Although Lavoie testified that she would shy away from writing a record of problems or complaints, the record reveals otherwise. It shows that she wrote various memoranda about things from a maintenance worker not emptying trash at the office for which she claims she was responsible, to excessive telephone calls by her driver-interpreter, to reporting Navajo emergency medical technicians [ETMs] using the offices on the weekends in an improper manner. In addition, a statement that she made concerning a missing door knob was apparently construed by a Navajo resource mother as an accusation that she [the resource mother] had stolen a door knob. Finally, Khow confirmed the complaints of Dick that the CHRs were having with Lavoie in the community. Khow articulated Dick's complaints as how Lavoie acted around patients or her refusal to go with CHRs to visit patients with special needs or high risk patients. The more serious complaints involved Lavoie's insensitivity with patients when on home visits, where she would not touch them or when changing dressings she would make faces or have someone else do the dressing. Khow said that Dick wondered why Lavoie was even out there and, furthermore why was Lavoie a PHN if she was unwilling to see the patients that she was responsible for. Dick's testimony is corroborated by Khow.

Khow denied that the 120 day detail was for discrimina-tory reasons, but states instead that it was in hope that it would provide some space for the PHNs to assess "why they were public health nurses, why they were there and hopefully as a group work out a way to resolve these problems." With respect to the letter from Pete, Khow again credibly testified that, she read the letter, "but I took it as her . . . I'd been listening to Sally for like six, seven months, you know just being frustrated about being unable to resolve the issues with Ms. Lavoie. And then not having . . . for them just to sit down and talk and try to resolve some of these issues. So, when I received her letters, to me it was like, yes she's venting again . . . ." Khow added, Pete was not the only one asking her to do something about Lavoie for according to her undisputed testimony, "I have five of the staff members from PHN. I had the CHR, you know. And so my decision. . . wasn't based on what Sally's . . . requesting." In response to a question as to whether Pete's letters did not carry a lot of weight in her decision, she responded credibly, "Well, not in this situation. Just because I knew that . . . she was just getting burnt at this point in time. So, her letter did not carry, you know, the weight in making my decision." Khow was obviously growing weary of the bickering between Pete and Lavoie, some of which was related to protected activity and some of which clearly was not protected activity.

Conclusions

This section 7116(a)(1), (2) and (4) case is a mixed motive situation that is governed by Letterkenny Army Depot, 35 FLRA 113 (1990). Under that framework the General Counsel must establish that an employee against whom an alleged discriminatory action is taken was engaged in protected activity and that consideration of such protected activity was a motivating factor in connection with hiring, tenure, promotion and other conditions of employment. See, Department of the Air Force, Ogden Air Logistics Center, Hill Air Force Base, Utah, 35 FLRA 891, 899 (1990) (Hill Air Force Base); United States Department of Agriculture, United States Forest Service, Frenchburg Job Corps, Mariba, Kentucky, 49 FLRA 1020, 1031-34 (1994) (Frenchburg). If the General Counsel under Letterkenny makes such a prima facie showing, the respondent may seek to establish by a preponderance of the evidence that there was a legitimate justification for its action and the same action would have been taken even in the absence of the consideration of protected activity.

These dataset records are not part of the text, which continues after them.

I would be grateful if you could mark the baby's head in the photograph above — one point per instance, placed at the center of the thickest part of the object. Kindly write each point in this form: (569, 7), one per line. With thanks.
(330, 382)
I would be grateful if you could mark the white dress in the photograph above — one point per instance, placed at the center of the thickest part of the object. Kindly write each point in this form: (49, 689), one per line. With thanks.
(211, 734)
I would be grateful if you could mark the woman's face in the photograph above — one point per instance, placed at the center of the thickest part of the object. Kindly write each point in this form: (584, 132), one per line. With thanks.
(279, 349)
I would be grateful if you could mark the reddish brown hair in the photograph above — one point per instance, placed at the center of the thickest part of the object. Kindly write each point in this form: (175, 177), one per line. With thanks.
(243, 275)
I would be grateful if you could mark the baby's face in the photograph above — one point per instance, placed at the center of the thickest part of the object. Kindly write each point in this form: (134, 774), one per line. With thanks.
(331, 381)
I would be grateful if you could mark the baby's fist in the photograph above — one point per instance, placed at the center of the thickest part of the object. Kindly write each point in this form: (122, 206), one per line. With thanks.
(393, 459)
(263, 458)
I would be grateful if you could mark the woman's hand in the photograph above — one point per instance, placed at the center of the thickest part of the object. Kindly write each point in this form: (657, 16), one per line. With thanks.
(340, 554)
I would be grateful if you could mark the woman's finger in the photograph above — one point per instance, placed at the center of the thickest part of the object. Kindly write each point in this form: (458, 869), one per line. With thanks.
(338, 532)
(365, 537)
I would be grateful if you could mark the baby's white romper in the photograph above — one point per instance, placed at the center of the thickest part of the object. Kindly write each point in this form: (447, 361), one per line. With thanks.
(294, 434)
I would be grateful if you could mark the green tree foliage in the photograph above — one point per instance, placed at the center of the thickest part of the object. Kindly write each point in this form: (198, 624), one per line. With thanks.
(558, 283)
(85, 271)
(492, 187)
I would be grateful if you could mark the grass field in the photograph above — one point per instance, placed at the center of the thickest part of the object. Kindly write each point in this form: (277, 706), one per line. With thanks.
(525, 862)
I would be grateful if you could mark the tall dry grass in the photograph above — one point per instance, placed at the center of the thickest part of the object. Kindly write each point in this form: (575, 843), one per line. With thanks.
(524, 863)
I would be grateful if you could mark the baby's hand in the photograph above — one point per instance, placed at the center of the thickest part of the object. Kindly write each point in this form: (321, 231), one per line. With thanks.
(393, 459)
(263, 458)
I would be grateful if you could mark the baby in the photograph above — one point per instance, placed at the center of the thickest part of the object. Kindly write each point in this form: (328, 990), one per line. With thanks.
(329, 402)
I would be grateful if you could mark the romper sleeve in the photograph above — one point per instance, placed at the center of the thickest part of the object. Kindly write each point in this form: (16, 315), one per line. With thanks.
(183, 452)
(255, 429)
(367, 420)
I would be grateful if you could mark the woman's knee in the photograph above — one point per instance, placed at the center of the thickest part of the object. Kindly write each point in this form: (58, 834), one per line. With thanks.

The alleged section 7116(a)(4) violation in this case must also be analyzed under the Letterkenny framework since in Federal Emergency Management Agency, 52 FLRA No. 47 (1996) where the Authority restated that it applies the same analytical framework for resolving complaints alleging discrimination under section 7116(a)(4) of the Statute as it does in resolving discrimination complaints under section 7116(a)(2).

In this case the General Counsel relies heavily on the mythical "smoking gun" found in the opening paragraph of Pete's September 28, 1995 letter to Khow in which she refers to Lavoie's protected activities. In any event, the General Counsel does establish a prima facie case of discrimination against Lavoie in this matter. Thus, it was shown by reliable evidence and testimony that Lavoie was engaged in protected activity, that Respondent was aware of the protected activity and that Lavoie's protected activity was a motivating factor in detailing her for 120 days to the Outpatient Clinical Nursing Department. It is undisputed that Lavoie engaged in protected activity and both Pete and Khow were aware of Lavoie's protected activity, and finally, that Lavoie's protected activity was a motivating factor in detailing her for 120 days.

In addition, Pete referred to Lavoie submitting complaints about various individuals and alleged that Lavoie failed to follow the "Union Agreement" when filing some of the grievances. Pete "combines" complaints/grievances," indicating that she did not separate the protected activity from the unprotected, but that she considered them to be one in the same. As for unfair labor practices, Pete wrote that she understood that Lavoie had filed a ULP against having the student nurses with them. There is no dispute that filing an unfair labor practice charge constitutes protected activity under the Statute. See VA, Brockton, 43 FLRA at 781. She also complained about Lavoie grieving her EPMS (Employee Performance Management System, the performance standards and elements) and grieving to have her 1994 EPMS rating raised to outstanding. The record revealed that technically Lavoie was an outstanding employee and the grievances were warranted. In the letter, Pete clearly asks Khow to take some action with regard to Lavoie because of her protected activity, and specifically suggested reassigning her to the clinic, the action ultimately taken. Pete's letters clearly refer to other reasons why action should be taken against Lavoie, however.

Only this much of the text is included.